In the first scenario, we use gene-based counts to identify differentially expressed genes, then using this differnentially expressed gene list to identify the relationship between the proportion of DE and the possible bias factos such as gene length, number of exons and number of splicing junctions.

GeneGL

GeneFeature

In the second scenario,Ensemble-annotated exons and junction-spanning read counts are calculated, and a negative binomial model is applied to these counts to identify differential exon and junction usage while the overall gene expression changes are controlled.
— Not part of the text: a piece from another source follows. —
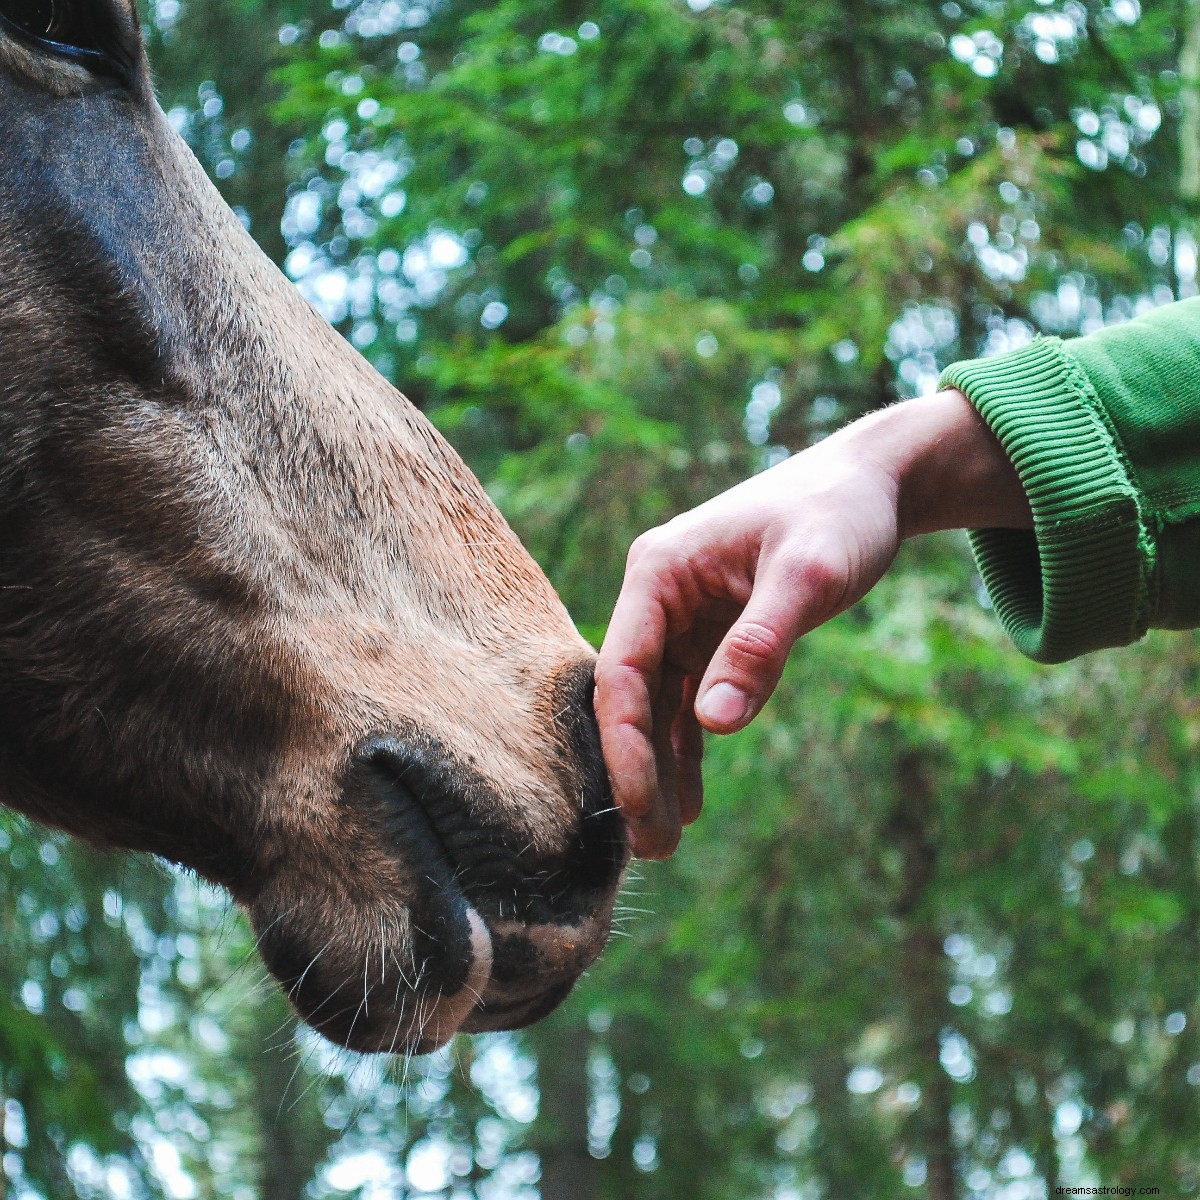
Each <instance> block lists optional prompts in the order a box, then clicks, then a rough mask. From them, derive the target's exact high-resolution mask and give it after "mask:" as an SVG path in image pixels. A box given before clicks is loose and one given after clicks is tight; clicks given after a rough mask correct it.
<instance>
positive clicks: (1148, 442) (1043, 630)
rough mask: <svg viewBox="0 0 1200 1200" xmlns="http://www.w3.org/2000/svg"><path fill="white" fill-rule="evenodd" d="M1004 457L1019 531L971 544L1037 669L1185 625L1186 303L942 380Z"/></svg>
mask: <svg viewBox="0 0 1200 1200" xmlns="http://www.w3.org/2000/svg"><path fill="white" fill-rule="evenodd" d="M942 385H943V386H953V388H959V389H960V390H961V391H964V392H965V394H966V396H967V397H968V398H970V400H971V402H972V403H973V404H974V406H976V408H978V409H979V412H980V414H982V415H983V418H984V420H986V421H988V424H989V425H990V426H991V428H992V430H994V431H995V433H996V436H997V437H998V438H1000V440H1001V444H1002V445H1003V446H1004V449H1006V451H1007V452H1008V455H1009V456H1010V457H1012V460H1013V463H1014V464H1015V467H1016V470H1018V473H1019V474H1020V476H1021V481H1022V482H1024V485H1025V490H1026V492H1027V493H1028V498H1030V505H1031V508H1032V510H1033V524H1034V528H1033V532H1032V533H1030V532H1025V530H1015V529H978V530H974V532H972V534H971V544H972V548H973V550H974V553H976V558H977V560H978V563H979V571H980V574H982V575H983V580H984V583H985V584H986V587H988V592H989V594H990V595H991V599H992V604H994V605H995V606H996V613H997V616H998V617H1000V619H1001V622H1002V623H1003V624H1004V628H1006V629H1007V630H1008V631H1009V634H1010V635H1012V637H1013V640H1014V641H1015V642H1016V644H1018V647H1019V648H1020V649H1021V650H1022V652H1024V653H1025V654H1027V655H1030V658H1033V659H1037V660H1038V661H1040V662H1061V661H1063V660H1064V659H1069V658H1074V656H1075V655H1079V654H1085V653H1086V652H1087V650H1096V649H1099V648H1100V647H1104V646H1124V644H1127V643H1129V642H1133V641H1135V640H1136V638H1139V637H1141V636H1142V634H1145V631H1146V630H1147V629H1148V628H1152V626H1153V628H1160V629H1190V628H1194V626H1196V625H1200V299H1195V300H1183V301H1181V302H1178V304H1172V305H1166V306H1164V307H1162V308H1156V310H1153V311H1152V312H1148V313H1146V314H1145V316H1142V317H1138V318H1136V319H1134V320H1130V322H1129V323H1128V324H1124V325H1114V326H1111V328H1108V329H1103V330H1100V331H1099V332H1097V334H1091V335H1088V336H1087V337H1079V338H1075V340H1073V341H1069V342H1062V341H1060V340H1058V338H1056V337H1043V338H1038V340H1037V341H1036V342H1033V343H1032V344H1031V346H1026V347H1022V348H1021V349H1019V350H1013V352H1010V353H1009V354H1001V355H997V356H996V358H991V359H979V360H976V361H972V362H958V364H955V365H954V366H952V367H949V368H948V370H947V371H946V372H944V374H943V376H942Z"/></svg>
In this step,the $p$ value of differential usage of each subfeature of each gene are determined,and used to calculate the genewise $p$ value based on the following method described in DEXSeq R package[@Anders2012]:

let $p_{il}$ be the $p$ value for $l$ subfeature(exon or splicing junction) of gene $i$, then genewise $p$ value is calcualted using the following method:

$$P(at\ least\ 1\ type\ I\ error\ among\ m\ tests)=\frac{\sum_{i=1}^M 1-(1-\theta)^{n_i}}{|{i: \exists p_{il} < \theta}|}$$

Based on these genewsie p values, we set 0.05 as threshold to define differentlly expressed gene list. We firstly applied logistic regression to identify the relatioship between the differentlly expressed gene list and possible bias factors such as the number splicing junction and exons.

Secondly, we use these differnentially expressed gene list to identify the relationship between the propotion of DE in gene sets and the possible bias factos such as gene length, number of exons and number splicing junctions.

FeatureGL

FeatureFeature

Bias from sj and GL

Bias from sj and exons

Correction for GO term enrichment analysis
Correction for KEGG pawhay anlaysis.
Correction for hallmark gene sets

Generate permutated data set based on the data set from blood cancer.

Using the idea in [@Geeleher2013], we explore to fix gene structure in the data set in blood cancer, and use permutation to generate more data sets to demostrate the bias from gene structure. We have about 13000 genes, each gene has certain number of subfeatures, in this permutation setting, we fix the number of subfeatures for each gene as the real data, and perform the following permutations:

Permutating sample label
Permutating mapping counts

By this way, we explore to identify the same enriched gene sets and pathways of GO and KEGG. If there are high consistencies between the resutls from permutated data sets and that of real data sets, this indicates that the number of subfeatures of genes biases gene set or/and pathway analysis.

Conclusion

In summary, our work identified the potential bias in RNA-Seq data analysis when using differential exons or/and splicing junction usage to represent differential expressed gene, and using these differential expressed genes to perform subsequent gene set and pathway analysis. We futher sugguest a bias correction approach that could provide a more accutate gene set and pathway analsis. We implemented this method into an R package, and we believe that this R packcage could help other researchers when they perform similar type of RNA-Seq data analysis.